Anaheim-based clothing retailer Pacific Sunwear of California Inc. plans to close 154 stores selling urban styles as well as a distribution center at its headquarters.
The company plans to take a charge of $35 million to $50 million to close its remaining demo stores, which sell clothes inspired by hip hop music.
About $3 million to $4 million of the charge is expected in the current quarter through Feb. 2, the company said.
The rest of the charge, driven by lease terminations, employee severance and other shutdown costs, is expected in Pacific Sunwear’s next quarter, which runs through May 3.
The company expects all of its demo stores to be closed by then.

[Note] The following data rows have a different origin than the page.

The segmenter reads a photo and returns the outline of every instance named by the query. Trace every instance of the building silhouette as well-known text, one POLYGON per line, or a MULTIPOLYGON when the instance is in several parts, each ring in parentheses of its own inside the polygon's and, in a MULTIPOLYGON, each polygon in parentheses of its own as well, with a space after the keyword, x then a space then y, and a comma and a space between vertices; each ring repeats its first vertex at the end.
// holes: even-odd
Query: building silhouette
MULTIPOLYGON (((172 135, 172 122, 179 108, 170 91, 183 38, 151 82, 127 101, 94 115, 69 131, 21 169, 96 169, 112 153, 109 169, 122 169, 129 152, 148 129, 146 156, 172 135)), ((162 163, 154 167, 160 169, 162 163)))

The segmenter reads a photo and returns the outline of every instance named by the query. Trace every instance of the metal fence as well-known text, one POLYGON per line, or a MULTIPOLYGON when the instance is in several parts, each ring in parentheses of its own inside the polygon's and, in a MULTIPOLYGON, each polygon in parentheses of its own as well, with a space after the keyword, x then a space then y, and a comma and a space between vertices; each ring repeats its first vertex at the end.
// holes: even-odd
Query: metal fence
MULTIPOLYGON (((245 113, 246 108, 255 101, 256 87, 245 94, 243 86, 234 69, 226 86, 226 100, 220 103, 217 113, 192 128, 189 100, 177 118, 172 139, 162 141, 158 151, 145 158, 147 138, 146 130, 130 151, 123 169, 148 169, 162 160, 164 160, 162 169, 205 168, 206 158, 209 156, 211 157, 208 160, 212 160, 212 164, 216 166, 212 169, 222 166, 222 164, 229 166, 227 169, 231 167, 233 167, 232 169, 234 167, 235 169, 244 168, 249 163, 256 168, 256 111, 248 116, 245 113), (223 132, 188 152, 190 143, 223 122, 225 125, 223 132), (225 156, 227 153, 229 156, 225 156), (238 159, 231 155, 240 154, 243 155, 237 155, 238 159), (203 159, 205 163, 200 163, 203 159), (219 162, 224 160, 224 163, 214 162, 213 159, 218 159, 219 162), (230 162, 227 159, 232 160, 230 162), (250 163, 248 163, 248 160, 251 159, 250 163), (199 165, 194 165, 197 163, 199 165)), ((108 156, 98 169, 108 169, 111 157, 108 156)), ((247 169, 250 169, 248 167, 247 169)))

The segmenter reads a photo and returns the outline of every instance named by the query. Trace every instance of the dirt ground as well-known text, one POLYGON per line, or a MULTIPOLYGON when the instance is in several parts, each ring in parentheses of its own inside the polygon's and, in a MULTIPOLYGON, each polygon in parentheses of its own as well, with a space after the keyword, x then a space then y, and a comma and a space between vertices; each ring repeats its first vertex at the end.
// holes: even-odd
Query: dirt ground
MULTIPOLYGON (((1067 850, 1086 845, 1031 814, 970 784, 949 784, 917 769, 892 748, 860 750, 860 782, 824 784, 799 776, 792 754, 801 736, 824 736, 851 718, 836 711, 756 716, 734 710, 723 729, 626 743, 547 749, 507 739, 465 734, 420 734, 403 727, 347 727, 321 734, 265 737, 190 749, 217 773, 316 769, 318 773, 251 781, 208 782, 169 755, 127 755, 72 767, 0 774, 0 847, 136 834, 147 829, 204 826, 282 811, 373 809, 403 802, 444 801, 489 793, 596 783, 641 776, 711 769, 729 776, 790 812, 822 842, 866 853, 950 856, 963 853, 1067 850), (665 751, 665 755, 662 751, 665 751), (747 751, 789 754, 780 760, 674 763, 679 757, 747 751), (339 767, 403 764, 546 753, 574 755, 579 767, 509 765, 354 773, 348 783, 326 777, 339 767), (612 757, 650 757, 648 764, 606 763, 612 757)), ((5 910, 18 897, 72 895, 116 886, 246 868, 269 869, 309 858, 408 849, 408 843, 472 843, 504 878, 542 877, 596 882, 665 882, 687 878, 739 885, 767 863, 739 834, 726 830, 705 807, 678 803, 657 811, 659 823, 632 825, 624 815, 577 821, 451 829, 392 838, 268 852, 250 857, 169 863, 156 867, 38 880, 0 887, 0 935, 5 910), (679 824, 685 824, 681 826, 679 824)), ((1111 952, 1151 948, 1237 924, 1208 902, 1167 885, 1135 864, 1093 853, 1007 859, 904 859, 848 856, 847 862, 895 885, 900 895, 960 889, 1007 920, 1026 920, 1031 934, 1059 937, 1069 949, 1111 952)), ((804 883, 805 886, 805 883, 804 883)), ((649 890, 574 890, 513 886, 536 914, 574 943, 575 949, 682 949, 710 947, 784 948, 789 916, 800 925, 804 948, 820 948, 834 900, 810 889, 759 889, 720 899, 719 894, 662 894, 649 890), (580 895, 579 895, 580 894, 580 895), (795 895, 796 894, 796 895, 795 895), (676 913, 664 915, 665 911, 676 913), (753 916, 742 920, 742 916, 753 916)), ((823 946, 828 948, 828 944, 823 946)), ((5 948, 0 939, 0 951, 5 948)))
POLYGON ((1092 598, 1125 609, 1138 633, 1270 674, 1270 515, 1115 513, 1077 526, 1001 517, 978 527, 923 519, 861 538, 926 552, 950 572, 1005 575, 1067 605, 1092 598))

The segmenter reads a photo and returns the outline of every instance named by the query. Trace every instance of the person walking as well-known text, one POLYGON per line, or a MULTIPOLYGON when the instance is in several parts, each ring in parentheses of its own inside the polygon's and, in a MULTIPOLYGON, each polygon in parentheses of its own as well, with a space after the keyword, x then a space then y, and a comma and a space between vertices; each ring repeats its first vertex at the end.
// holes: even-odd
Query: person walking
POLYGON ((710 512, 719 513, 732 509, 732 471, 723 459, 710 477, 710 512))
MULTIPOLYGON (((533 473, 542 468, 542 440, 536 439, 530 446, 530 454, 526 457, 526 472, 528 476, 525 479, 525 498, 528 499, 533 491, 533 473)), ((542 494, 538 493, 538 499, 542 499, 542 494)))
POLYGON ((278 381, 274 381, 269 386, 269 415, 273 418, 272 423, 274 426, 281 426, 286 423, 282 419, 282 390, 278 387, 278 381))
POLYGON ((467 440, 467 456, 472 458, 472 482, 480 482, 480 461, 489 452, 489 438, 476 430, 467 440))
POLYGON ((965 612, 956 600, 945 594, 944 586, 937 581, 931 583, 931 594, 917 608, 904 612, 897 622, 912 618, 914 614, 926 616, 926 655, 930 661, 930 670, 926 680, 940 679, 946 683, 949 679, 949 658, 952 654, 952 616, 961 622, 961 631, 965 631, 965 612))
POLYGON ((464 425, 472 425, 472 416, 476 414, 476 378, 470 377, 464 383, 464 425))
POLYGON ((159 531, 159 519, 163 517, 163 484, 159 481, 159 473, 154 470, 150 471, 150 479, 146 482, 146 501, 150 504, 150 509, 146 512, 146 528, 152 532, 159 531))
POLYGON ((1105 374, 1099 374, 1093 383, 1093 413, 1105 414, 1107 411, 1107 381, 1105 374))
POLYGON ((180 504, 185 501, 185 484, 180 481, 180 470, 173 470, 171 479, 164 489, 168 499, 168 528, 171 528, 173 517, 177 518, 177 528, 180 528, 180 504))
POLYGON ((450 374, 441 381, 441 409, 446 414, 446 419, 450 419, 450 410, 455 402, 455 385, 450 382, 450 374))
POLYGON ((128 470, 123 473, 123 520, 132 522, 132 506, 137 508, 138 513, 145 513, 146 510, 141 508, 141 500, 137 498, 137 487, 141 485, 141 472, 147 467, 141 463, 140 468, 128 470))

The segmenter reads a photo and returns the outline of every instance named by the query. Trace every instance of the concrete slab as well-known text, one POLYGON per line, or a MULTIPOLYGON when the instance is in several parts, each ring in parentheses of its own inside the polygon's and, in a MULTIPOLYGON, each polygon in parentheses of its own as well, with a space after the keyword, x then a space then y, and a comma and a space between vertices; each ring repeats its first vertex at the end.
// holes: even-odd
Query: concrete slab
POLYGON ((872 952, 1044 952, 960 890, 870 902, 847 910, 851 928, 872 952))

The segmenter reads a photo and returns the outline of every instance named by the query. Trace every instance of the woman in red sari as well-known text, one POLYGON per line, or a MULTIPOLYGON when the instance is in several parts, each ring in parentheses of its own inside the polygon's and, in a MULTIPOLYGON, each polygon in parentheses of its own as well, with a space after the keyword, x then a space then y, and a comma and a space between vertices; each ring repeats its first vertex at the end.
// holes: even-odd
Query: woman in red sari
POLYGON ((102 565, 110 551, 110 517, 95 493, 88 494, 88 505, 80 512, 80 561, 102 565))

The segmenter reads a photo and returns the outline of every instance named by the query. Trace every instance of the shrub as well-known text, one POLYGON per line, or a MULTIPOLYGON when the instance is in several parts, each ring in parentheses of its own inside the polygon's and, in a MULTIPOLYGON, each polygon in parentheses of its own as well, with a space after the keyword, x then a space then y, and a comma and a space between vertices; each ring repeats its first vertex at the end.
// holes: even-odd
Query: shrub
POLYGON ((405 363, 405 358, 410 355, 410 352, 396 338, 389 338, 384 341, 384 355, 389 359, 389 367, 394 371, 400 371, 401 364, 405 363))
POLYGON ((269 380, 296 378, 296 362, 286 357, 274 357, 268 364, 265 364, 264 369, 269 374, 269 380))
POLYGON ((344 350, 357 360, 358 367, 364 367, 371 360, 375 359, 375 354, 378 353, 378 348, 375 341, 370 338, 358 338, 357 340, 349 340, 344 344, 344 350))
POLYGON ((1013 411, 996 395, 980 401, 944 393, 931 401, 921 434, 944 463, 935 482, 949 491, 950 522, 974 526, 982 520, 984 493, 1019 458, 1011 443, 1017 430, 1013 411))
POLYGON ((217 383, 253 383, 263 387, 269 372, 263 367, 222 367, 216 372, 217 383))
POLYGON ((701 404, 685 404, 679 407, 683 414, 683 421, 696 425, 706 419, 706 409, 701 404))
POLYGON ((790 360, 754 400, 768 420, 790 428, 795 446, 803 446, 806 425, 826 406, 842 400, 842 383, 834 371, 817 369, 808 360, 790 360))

Pacific Sunwear had been trying to sell the struggling demo chain for the past couple of months.
The company also is moving its Anaheim distribution center to one in Olathe, Kan. It expects a charge of about $3 million in the current and next quarters for the move.
Pacific Sunwear said it is considering a sale or lease of its Anaheim distribution center, set to close by April.
The moves are part of an ongoing restructuring at Pacific Sunwear, which plans to focus on its dominant chain of PacSun stores selling clothes inspired by surfing and skateboarding.
The company said in October it planned to sell its demo chain and close its fledgling One Thousand Steps stores selling shoes.
Demo and One Thousand Steps lost $21 million during the three quarters through Nov. 3.
“We strongly believe that the best course for enhancing shareholder value is to focus our attention and resources on the PacSun business,” Chief Executive Sally Frame Kasaks said.
Pacific Sunwear runs 961 PacSun stores. It has 54 demo stores and six One Thousand Steps.
Investors sent shares of Pacific Sunwear down about 6% in late New York trading. The company has a market value of about $870 million.
The inability to sell the demo chain and the shutdown charges likely weighed on the stock.
Pacific Sunwear also has been slumping on Wall Street along with related companies such as Huntington Beach-based Quiksilver Inc. and Costa Mesa’s Volcom Inc.
Concerns about weak holiday sales and a tough outlook for early 2008 are driving the downturn.